3c). NOD2 was recently identified as a bacterial receptor that contributes to crosstalk between innate and adaptive immune systems in the digestive tract [
27,
28]. NOD2 also functions as a cytoplasmic viral pattern recognition receptor by triggering the activation of IFN-regulatory factor 3 (IRF3) and the production of IFN-β [
29]. NOD2 is expressed in immune cells, such as monocytes/macrophages, T cells, granulocytes, and DCs, as well as in colon epithelial cells [
30,
31] and is required for the expression of a subgroup of intestinal antimicrobial peptides, such as cryptdins [
28]. It is interesting that NOD2-deficient mice are susceptible to pathogen infection via the oral route but not intravenous or peritoneal routes. These reports indicate that NOD2 is essential for activating adaptive immunity by acting as an adjuvant receptor for Ab production, either directly or by enhancing the production of defensins [
32,
33] or other immunostimulatory molecules. In addition, β-defensins have been reported to function as chemoattractants for various antigen-presenting cells (APCs), including immature DCs and macrophages, through chemokine receptors CCR6 and CCR2 [
9,
34,
35]. Besides recruiting APCs to the inflammation site, β-defensins modulate the adaptive immune response by activating signal transduction through pattern recognition receptors for APC maturation, leading to the production of Th1-polarized cytokines and other important immunomodulatory factors. β-defensins also modulate the adaptive immune response by self-destructive signaling to eliminate activated APCs and prevent harmful effects of long-activated DCs and macrophages [
36,
37]. Therefore, some β-defensins may counter suppressive pathogen-derived factors by generating robust host primary immune responses, thereby inducing an efficient protective immune response. Collectively, we presume that HBD 2 is able to stimulate not only antiviral innate immune responses, but also specific adaptive immune responses through enhanced delivery of fused antigens to APCs in vivo. Consequently, we assessed the ability of HBD 2 to promote Ag-specific immune response induction using the HBD 2-conjugated S RBD of MERS-CoV.
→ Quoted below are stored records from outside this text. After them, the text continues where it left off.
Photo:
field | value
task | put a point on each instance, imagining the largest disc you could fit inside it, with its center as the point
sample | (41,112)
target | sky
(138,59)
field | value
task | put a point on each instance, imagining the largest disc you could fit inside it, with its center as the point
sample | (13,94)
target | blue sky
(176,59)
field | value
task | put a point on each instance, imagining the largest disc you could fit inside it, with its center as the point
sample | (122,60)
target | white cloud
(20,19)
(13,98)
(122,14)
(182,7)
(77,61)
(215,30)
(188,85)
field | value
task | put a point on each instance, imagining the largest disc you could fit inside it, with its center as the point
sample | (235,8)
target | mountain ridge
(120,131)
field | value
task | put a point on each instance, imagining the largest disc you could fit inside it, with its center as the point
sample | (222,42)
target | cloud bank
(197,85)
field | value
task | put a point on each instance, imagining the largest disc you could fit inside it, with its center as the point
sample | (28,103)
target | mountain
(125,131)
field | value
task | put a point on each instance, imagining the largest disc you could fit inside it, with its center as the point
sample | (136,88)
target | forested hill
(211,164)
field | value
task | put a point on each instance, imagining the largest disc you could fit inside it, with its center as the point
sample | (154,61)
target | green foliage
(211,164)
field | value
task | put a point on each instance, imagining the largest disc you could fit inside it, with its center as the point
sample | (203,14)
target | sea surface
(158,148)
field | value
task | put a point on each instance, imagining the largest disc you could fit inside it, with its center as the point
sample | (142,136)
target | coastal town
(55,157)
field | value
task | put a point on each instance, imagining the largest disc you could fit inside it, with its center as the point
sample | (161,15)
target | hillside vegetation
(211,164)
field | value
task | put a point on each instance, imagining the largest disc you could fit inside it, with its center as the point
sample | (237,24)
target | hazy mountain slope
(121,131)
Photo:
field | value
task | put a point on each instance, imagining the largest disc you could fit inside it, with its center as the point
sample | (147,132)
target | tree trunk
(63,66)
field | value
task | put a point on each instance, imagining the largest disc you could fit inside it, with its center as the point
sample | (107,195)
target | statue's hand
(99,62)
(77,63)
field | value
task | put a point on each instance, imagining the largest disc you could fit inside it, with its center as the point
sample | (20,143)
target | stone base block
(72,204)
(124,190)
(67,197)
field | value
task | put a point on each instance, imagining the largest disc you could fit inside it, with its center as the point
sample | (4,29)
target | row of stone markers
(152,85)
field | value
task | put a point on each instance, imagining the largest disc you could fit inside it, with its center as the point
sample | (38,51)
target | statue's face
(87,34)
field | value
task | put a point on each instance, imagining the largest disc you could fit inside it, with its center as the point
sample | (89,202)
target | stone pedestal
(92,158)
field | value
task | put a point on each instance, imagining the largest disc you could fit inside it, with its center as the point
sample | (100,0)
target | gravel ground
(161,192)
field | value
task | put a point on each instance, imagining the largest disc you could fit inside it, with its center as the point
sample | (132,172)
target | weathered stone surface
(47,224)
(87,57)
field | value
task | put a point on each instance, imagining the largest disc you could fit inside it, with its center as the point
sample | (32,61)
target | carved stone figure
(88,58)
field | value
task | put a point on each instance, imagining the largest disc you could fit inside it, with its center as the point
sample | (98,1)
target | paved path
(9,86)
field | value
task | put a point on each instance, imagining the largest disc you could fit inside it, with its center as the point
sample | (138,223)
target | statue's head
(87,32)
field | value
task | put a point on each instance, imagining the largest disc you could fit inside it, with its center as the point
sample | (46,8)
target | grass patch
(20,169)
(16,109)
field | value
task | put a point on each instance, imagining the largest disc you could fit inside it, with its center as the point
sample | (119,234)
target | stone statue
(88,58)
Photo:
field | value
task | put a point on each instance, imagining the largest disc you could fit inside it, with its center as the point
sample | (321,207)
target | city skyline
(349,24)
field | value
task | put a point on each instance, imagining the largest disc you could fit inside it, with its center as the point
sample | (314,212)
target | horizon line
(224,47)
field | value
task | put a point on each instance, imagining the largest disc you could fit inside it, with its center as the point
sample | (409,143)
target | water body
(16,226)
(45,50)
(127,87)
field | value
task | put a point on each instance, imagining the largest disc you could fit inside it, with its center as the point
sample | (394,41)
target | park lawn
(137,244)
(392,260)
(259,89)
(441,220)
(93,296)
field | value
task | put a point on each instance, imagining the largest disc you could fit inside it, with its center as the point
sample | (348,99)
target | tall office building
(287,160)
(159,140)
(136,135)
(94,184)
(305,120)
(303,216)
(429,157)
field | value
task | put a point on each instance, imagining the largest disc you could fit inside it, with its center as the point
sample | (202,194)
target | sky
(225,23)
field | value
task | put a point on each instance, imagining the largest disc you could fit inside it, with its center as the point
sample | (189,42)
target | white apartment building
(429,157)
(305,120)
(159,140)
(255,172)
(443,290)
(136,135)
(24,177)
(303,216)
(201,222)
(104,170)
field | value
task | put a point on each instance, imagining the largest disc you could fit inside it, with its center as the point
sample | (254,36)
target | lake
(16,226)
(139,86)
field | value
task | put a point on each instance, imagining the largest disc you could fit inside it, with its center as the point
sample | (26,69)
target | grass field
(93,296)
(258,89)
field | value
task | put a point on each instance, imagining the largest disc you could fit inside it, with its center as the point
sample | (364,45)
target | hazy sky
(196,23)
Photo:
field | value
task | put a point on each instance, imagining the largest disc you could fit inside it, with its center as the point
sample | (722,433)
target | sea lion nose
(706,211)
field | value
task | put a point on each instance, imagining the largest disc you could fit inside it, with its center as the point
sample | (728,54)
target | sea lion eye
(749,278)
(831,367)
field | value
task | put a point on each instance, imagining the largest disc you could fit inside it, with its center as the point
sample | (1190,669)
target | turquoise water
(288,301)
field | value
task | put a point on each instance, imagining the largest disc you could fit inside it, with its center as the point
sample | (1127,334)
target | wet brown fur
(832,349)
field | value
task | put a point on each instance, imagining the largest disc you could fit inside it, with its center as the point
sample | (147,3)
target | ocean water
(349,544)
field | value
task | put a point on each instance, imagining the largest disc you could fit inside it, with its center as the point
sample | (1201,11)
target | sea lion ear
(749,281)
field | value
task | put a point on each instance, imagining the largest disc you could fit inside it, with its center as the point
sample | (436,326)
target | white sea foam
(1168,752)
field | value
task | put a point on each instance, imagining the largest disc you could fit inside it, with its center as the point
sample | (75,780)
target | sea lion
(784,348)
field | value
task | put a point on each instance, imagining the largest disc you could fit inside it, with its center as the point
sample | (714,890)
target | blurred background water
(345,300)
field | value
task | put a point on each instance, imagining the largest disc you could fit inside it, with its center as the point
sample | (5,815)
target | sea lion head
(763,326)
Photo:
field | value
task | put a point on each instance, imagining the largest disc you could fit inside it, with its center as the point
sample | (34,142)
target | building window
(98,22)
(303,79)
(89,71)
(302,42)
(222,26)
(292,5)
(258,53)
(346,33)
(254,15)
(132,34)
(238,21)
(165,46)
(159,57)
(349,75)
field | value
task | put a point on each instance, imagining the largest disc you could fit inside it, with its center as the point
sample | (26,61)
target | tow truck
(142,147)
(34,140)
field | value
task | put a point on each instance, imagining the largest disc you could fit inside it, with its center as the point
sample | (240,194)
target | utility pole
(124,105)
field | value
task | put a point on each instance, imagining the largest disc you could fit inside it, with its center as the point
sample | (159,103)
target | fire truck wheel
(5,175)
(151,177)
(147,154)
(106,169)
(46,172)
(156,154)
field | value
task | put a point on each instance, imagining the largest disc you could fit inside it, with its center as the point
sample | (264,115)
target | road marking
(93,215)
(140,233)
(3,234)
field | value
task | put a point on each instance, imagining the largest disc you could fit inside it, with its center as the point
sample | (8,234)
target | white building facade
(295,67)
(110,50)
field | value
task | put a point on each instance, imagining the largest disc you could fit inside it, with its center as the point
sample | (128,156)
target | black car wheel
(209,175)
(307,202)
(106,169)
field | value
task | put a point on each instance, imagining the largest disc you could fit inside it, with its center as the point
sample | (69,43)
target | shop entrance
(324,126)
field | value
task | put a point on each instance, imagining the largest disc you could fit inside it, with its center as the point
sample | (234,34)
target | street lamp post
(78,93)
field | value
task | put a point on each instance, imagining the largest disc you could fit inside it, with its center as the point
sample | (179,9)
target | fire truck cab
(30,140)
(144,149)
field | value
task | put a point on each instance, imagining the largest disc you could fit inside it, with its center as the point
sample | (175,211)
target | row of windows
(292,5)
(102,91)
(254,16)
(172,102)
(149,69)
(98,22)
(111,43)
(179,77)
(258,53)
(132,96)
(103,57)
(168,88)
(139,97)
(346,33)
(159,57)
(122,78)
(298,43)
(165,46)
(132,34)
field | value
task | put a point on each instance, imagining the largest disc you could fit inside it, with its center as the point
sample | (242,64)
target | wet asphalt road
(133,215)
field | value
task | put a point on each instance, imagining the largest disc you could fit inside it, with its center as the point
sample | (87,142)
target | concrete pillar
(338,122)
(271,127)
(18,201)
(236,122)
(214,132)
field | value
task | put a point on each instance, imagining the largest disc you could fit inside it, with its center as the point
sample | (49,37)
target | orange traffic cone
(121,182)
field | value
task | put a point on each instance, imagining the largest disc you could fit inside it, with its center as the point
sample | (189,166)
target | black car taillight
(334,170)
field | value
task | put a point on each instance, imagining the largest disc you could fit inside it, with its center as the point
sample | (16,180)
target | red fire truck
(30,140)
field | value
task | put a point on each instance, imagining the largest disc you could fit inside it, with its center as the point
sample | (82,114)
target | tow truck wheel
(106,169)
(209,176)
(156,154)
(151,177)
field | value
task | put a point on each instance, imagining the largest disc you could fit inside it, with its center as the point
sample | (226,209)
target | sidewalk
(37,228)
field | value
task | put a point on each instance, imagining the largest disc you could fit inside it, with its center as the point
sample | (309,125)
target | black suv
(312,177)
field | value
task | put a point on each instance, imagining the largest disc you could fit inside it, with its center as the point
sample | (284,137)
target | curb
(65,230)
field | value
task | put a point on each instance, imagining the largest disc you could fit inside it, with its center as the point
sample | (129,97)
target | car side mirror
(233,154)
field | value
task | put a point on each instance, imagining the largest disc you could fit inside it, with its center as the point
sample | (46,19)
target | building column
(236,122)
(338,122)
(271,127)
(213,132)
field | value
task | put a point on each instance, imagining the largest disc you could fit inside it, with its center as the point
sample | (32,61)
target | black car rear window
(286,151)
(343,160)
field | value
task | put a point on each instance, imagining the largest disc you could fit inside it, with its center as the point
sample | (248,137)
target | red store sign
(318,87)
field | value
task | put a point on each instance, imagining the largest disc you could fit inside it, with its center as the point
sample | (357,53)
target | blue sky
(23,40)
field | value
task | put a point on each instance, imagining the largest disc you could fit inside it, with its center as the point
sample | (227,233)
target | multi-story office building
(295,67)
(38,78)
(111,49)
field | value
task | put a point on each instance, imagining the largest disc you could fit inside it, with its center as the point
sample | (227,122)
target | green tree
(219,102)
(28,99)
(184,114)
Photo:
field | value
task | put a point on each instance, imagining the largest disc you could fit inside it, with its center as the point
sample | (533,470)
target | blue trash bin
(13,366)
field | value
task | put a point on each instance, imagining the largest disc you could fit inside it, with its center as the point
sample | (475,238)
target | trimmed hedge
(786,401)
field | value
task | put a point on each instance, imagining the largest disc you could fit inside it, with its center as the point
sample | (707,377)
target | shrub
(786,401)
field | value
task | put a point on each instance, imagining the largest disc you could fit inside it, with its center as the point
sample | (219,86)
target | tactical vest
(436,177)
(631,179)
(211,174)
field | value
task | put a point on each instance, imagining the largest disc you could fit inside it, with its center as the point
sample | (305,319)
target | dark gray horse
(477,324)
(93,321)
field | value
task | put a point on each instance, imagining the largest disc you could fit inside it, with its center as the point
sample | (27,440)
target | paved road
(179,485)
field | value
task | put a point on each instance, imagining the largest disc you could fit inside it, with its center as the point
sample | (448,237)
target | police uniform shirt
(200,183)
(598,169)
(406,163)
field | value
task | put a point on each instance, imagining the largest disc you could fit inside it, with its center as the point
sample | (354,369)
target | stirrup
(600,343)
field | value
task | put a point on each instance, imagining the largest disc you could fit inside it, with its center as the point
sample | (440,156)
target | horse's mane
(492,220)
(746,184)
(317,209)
To confirm the adjuvant ability of HBD 2, we measured the inducing level of Ag-specific IgG after immunization with S RBD alone or with the HBD 2-conjugate and performed receptor-binding and viral inhibition assays to detect and quantify serum-neutralizing Abs to MERS-CoV using a viral receptor-expressing host cell-based assay. As expected, similar to the results of Ag-specific Ab within the respective immune sera, higher virus-neutralized activity was observed in sera obtained from HBD 2-conjugated S RBD-immunized mice compared to mice treated with S RBD alone or PBS only (Fig.
5). We also noted that the magnitude of the inhibitory effects of sera from HBD 2-conjugated Ag-immunized mice was generally higher, similar to the pattern of enhanced induction of antiviral innate immunity in HBD 2-conjugated Ag-treated THP-1 cells.